I immediately texted my son. Nothing. I kept texting, hoping for something. I have never been this scared in my entire life. While waiting for my younger son at his school, I listened to everyone talk about what they knew. I didn’t know anything. They were talking about a shooter, injuries. I was getting more scared, clutching my phone hoping for something. Facebook messenger popped up. It wasn’t him, but I was happy to have a distraction even for a moment. Every second that passed without any news made me more anxious. I kept checking on Facebook, hoping for an update. For something. Finally an hour later, they were evacuating the school. I texted again. Still nothing. I decided to try my nephew, who also attends the school. “Oh yeah, I have him right here with me. We’re okay.” Those words have never sounded sweeter to me. The teacher made him leave his bag and phone in the classroom. At least I know why I couldn’t talk to him. My nephew told me not to worry about picking him up. He would bring him home for me. “Family first”, he said to me. He’s right. A short time after that, around 4pm and 2 hours after the incident first began, I finally got a call from the school. Pickup would be at the elementary school next door. Their stuff would remain in the school. It was still an active crime scene after all. They would let us know when the kids could get their stuff. I didn’t care about the stuff. I wanted my son home.

I waited, standing in the doorway in between pacing around the house. He is going to be 16 soon, my oldest son. I wanted to hold him like he was my little baby again. This time though, it would be more for my comfort than his. I saw him and his cousin pull up. I ran out and hugged him so hard. I wanted to cry. But, this was his traumatic day not mine. My tears could wait until he wasn’t around. That’s the thing though, right? If something is traumatic for our children, it ends up being almost as traumatic to us.

After all of this, it turns out the whole thing was a hoax. Some terrible, pathetic excuse of a human being just wanted to get their kicks and cause a scene. That may be true. Or it may just be a troubled kid who needs help. I don’t care. I want to punch this person so hard in the face. Because I’m angry, not stupid. That kid (let’s face it, it probably is some dumb teenager) for whatever reason, made me imagine such awful situations. I’m a writer. I have a very creative imagination. And I watch a lot of Criminal Minds and ID. Those aren’t things that mix well in times like these. I hope the book gets thrown so hard at this kid. I hope they go to jail for a very long time. The State police showed up. Full SWAT, a substantial amount of police, and EMTs were there. The wasted resources that could have been life or death if there was another problem in the city, for what? It doesn’t make any sense to me.

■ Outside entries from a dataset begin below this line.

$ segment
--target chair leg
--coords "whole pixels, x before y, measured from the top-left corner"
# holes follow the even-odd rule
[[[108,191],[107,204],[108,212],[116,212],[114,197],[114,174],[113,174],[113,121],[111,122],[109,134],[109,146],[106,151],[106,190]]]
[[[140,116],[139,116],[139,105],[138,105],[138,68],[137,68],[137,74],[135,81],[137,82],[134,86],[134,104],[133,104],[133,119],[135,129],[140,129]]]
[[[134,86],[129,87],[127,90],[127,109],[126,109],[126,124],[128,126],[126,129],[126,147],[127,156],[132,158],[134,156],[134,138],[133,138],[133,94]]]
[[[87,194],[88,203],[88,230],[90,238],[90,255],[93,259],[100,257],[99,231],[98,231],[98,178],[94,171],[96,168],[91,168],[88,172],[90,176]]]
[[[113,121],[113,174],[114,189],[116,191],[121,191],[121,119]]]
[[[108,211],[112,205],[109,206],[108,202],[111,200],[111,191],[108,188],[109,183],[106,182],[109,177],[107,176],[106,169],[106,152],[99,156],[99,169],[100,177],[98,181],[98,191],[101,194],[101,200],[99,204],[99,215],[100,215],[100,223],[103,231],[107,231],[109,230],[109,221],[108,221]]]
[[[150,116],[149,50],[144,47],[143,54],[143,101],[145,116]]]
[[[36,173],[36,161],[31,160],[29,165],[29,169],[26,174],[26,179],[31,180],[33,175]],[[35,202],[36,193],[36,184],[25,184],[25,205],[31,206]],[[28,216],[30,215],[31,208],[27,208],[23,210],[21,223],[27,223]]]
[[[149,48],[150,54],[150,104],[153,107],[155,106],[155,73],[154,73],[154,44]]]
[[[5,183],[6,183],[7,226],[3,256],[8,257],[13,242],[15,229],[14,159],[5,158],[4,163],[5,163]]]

I’m fortunate though; it was a hoax. My kid wasn’t getting slaughtered as people have been far too often lately. My kid came home safe without a physical mark. I’m not sure if there is anything emotionally wrong with him right now, but I will keep a very close eye on him. My kid came home. That is everything. This hoax wasn’t funny. Hours later, I write this and I’m still anxious. I’m still terrified and shaking. By the time this posts on Tuesday, I will still be wondering if I should send my kid back to school. I have enough of an education to home school; I nearly was a teacher after all. I can do this right? I can’t though. I can’t protect him forever, and that kills me.

As a final note, the local and state police responded quickly. Had there been a real threat, they would have made the incident less tragic. I’d love to thank them for the amazing job. Our kids are that much safer because of your amazing strength and courage.